Blepharitis is an abnormal condition wherein the tears produced contain an excess of lipids (the oily ingredient in natural tears) and, in some cases, contain an irritating oil as well. As explained hereinafter, this oil ingredient serves to prevent evaporation of the aqueous layer that wets the corneal epithelium of the eye and helps spread the aqueous layer over the normally aqueous-resistant cornea during a blink. If excess oil is present, the lipid layer will tend to adhere to the cornea itself. If the eye is unable to clear this oil from the surface of the cornea, a "dry" area occurs on the cornea since the aqueous layer is unable to hydrate this area.

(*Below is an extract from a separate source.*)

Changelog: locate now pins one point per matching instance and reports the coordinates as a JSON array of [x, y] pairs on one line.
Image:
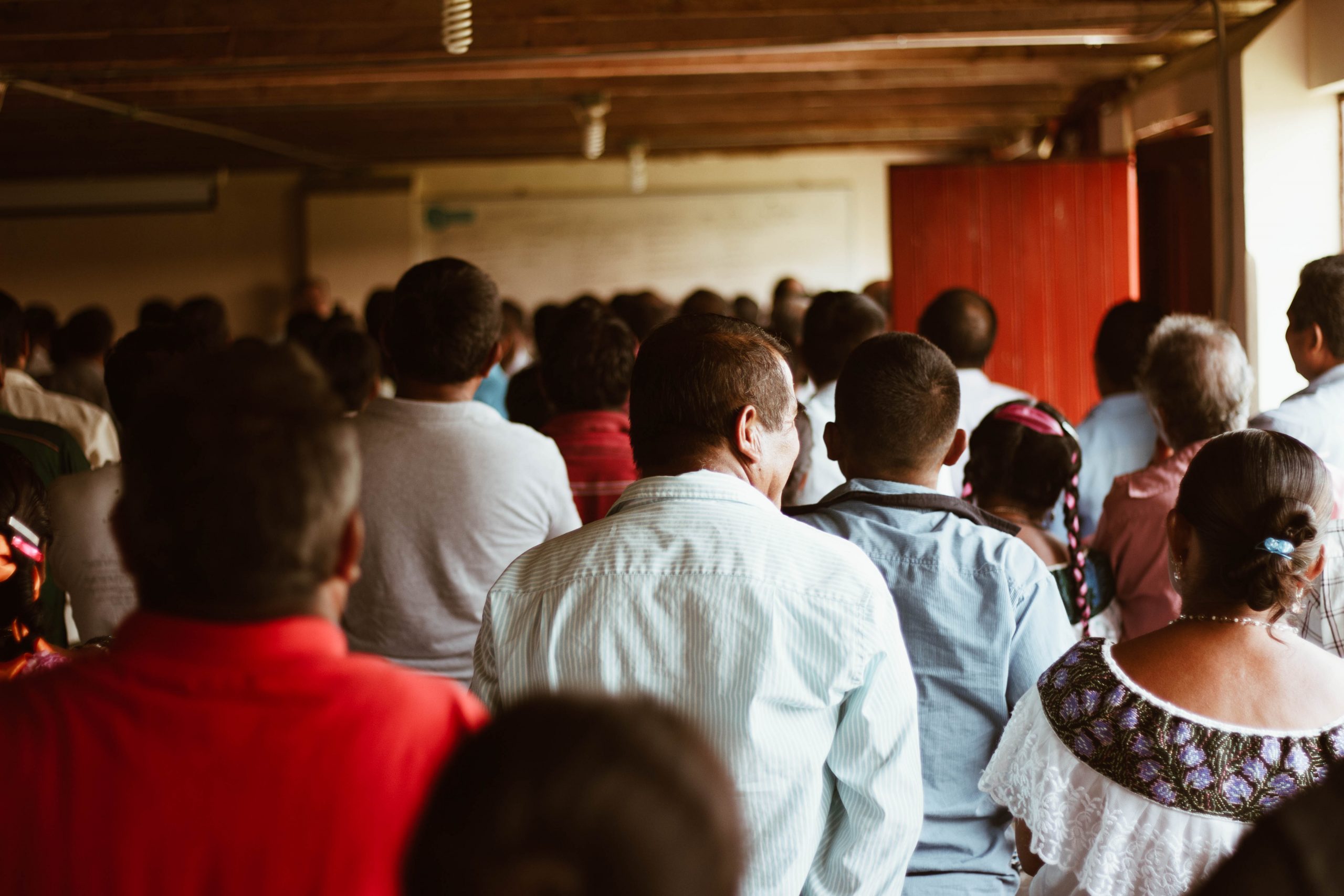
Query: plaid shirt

"Dry eye" can also occur because of a diminution of the quantity of tears produced and distributed through the lachrymal ducts, as well as the previously described decrease in the stability of the tear film produced. "Dry eye" acts to decrease visual acuity; produces discomfort; and eventually, if allowed to remain untreated and uncorrected, may result in permanent damage with degradation of the exposed ocular tissues, a complete breakdown of corneal tissue necessitating, in the extreme, corneal transplants.

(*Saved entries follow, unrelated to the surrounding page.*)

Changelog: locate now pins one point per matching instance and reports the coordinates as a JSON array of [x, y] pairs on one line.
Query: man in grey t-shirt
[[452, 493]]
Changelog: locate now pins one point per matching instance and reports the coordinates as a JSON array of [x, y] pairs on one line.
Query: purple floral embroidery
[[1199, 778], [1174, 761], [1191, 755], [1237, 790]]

Various compositions for treating "dry eye" have been proposed and put into use over the years. For example, the treatments employed by ancient Greek physicians for this condition dominated medical practice throughout the Middle Ages and into the nineteenth century. The selection of components for ancient collyria, or for any of the eye treatment preparations of the time, suggests either an instinctive or empirical knowledge of the composition of tears and tear films. Egg whites, very rich in albumen (a major tear protein), and goose fat, a lipid admixture, which, like meibomian lipids, becomes fluid at temperatures approximating normal body temperatures, have been used.
Use has also been made of substances which serve to induce a measure of irritation, presumably to induce reflex tearing. Such substances as alcohols, acetic acid values of vinegar, onion fermentates and the like have been utilized in this approach. Obviously, such methods are less than totally acceptable.
Other solutions offered for the alleviation of "dry eye" in more recent years, i.e., during the 19th and early 20th century, have included aqueous solutions of common table salt, glycerol, various oils and isotonic solutions of various salts, known as Ringer's and Locke's solutions.
Approximately forty years ago, the employment of aqueous solutions of inert, substituted cellulose ethers, such as methyl cellulose, was proposed, and such formulations are currently in use. Other substituted cellulose ethers, such as hydroxyethyl cellulose, hydroxypropyl methyl cellulose, and hydroxypropyl cellulose, have been subsequently utilized as polymeric components in artificial tear formulations. Each of these polymeric materials imparts high viscosity to the tear formulations, even when employed in relatively low concentrations. It has been this impartation of high viscosity to the formulations which is believed to prolong retention time of the tear substitutes in the fornices and over the preocular surface.
Recently, in U.S. Pat. No. 4,421,748 to Trager et al, a sterile hypotonic solution of 1-20 percent lecithin, preferably lecithin sulfate, and 0.1-20 percent of a cellulose-containing viscosity-adjusting agent, preferably hydroxyethyl cellulose, has been disclosed as an artificial tear formulation. Such compositions possess surface tensions approximating those of natural tears; and, if not, Trager et al. recommended the addition of 2-10 percent weight or volume of a nonionic surfactant such as polyoxyalkylene oleic ester of asorbitol anhydride to control surface tension of the artificial tear formulation.
It is an object of this invention to prevent "dry eye," or, if "dry eye" has occurred, to provide an improved formulation that quickly thereafter overcomes "dry eye" and permits the natural tears to operate in the manner that nature intended. It is a further object to avoid the use of an oil to overcome "dry eye" since adding an oil, other than the amount of oil in a natural tear, tends to overcome "dry eye" only temporarily. Other objects will be apparent hereinafter.